Me Gaëlle Le Strat en discussion avec les membres de l'association que préside Marie-Laure de Goascaradec. Mais derrière la poussière et le bruit, ils voient poindre d'autres nuisances. Pour l'association que préside Marie-Laure de Goascaradec, le chantier d'aménagement de voirie signifie le passage de 360 bus par jour. « Ça va devenir infernal » plaide l'avocate Me Gaëlle Le Strat. Hier, l'association s'est adressée au juge des référés du tribunal administratif pour suspendre la délibération du conseil municipal en date du 8 décembre 2008.

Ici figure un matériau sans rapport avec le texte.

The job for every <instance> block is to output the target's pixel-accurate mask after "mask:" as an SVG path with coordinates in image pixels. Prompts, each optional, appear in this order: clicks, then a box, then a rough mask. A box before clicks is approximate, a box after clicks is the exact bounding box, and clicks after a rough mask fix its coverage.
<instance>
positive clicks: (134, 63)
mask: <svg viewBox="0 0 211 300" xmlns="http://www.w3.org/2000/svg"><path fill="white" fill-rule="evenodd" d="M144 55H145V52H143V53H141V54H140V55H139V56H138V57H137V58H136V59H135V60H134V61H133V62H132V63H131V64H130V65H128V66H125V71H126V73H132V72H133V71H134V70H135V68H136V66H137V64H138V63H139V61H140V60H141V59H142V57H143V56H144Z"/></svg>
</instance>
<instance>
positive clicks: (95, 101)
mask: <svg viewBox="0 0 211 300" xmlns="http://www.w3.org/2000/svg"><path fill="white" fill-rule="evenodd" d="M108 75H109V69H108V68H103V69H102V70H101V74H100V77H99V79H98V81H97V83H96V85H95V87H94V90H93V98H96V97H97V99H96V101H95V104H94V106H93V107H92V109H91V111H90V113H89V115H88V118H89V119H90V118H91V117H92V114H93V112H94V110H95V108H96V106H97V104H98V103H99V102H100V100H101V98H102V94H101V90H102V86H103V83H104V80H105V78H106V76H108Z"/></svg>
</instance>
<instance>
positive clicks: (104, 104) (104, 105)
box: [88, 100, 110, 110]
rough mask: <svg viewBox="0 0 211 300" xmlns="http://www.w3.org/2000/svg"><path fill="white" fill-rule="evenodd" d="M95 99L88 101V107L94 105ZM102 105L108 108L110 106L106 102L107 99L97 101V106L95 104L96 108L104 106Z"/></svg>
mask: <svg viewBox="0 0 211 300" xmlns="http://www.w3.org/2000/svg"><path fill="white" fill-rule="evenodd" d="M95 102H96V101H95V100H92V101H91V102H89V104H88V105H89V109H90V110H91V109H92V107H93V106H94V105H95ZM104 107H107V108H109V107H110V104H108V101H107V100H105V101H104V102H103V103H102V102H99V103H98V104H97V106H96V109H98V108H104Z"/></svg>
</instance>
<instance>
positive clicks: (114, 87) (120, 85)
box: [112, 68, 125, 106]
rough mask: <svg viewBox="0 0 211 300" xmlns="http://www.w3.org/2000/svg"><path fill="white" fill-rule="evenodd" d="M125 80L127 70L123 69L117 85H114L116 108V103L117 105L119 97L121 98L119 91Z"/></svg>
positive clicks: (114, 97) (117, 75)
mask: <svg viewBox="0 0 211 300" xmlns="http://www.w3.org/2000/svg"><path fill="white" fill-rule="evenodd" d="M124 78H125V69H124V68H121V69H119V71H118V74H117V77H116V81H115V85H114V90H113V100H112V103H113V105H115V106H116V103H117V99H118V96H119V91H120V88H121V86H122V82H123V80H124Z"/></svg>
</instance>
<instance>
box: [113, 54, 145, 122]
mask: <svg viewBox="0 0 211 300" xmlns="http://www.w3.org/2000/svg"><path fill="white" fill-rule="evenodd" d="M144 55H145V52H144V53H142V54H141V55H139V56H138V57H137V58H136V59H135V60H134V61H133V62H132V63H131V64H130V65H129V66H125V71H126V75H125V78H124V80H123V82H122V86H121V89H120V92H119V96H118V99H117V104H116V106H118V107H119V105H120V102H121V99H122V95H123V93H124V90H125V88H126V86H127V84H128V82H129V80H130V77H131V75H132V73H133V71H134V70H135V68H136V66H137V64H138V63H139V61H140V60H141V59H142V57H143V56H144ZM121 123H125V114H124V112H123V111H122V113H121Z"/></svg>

Pour la Ville, il est clair que l'association « Histoires de rue » n'existe que pour la forme avec la volonté d'en découdre. Elle lui dénie la compétence pour agir en justice. Pas du tout, rétorque Me Le Strat. « Elle regroupe des commerçants et riverains qui veulent sauvegarder un secteur protégé. » Au centre du contentieux, se trouve la délibération du 8 décembre 2008, autorisant le maire à entreprendre les travaux.
Circulation des bus en cause
Derrière la rénovation de la voirie, une autre décision est dénoncée : le changement de conditions de circulation des bus. L'avocate soulève un vice de procédure qui entache l'autorisation de la mise en chantier. « La solution choisie par la Ville est illégale. La compétence transports relève de Rennes Métropole. Et je n'ai aucune décision de sa part sur les conditions de circulation. » L'association ajoute que la décision a été prise sans concertation. « Entre trois solutions, la Ville a choisi celle qu'elle qualifie de moins mauvaise. » « Histoires de rue » a une préférence pour le dédoublement des itinéraires. « C'est le choix le plus facile et le moins coûteux. »
Intérêt particulier et général
Après avoir pointé du doigt les statuts de l'association « spécialement créée » pour la juridiction administrative, l'avocat de la Ville, Me Michel Poignard a soulevé ce qu'il considère comme le vrai débat : un conflit entre l'intérêt particulier et l'intérêt général. « La compétence du maire ne concerne pas que les bus. Il y a aussi les piétons, les taxis, les livreurs, les habitants. Quand on intervient sur le domaine public, il y a un impératif de sécurité. »
Le haut de la rue de Bastard reçoit de plus en plus de population, avec la place Sainte-Anne et le centre de la Visitation. La cohabitation entre usagers devient de plus en plus délicate. « C'est à tort que l'on focalise sur la circulation des bus. » L'avocat ajoute que les travaux visent à équiper et à embellir les rues, avec pose de réseaux et d'éclairage public. « La Ville a prévu de réduire le préjudice. Par exemple, elle a décidé de modifier le revêtement. » Sur le problème de compétence, l'avocat ne voit aucune difficulté. « La rue de Bertrand fait partie du domaine public communal. » On l'aura compris : Me Poignant ne voit aucune urgence à l'affaire.
Réponse sera donnée demain vendredi.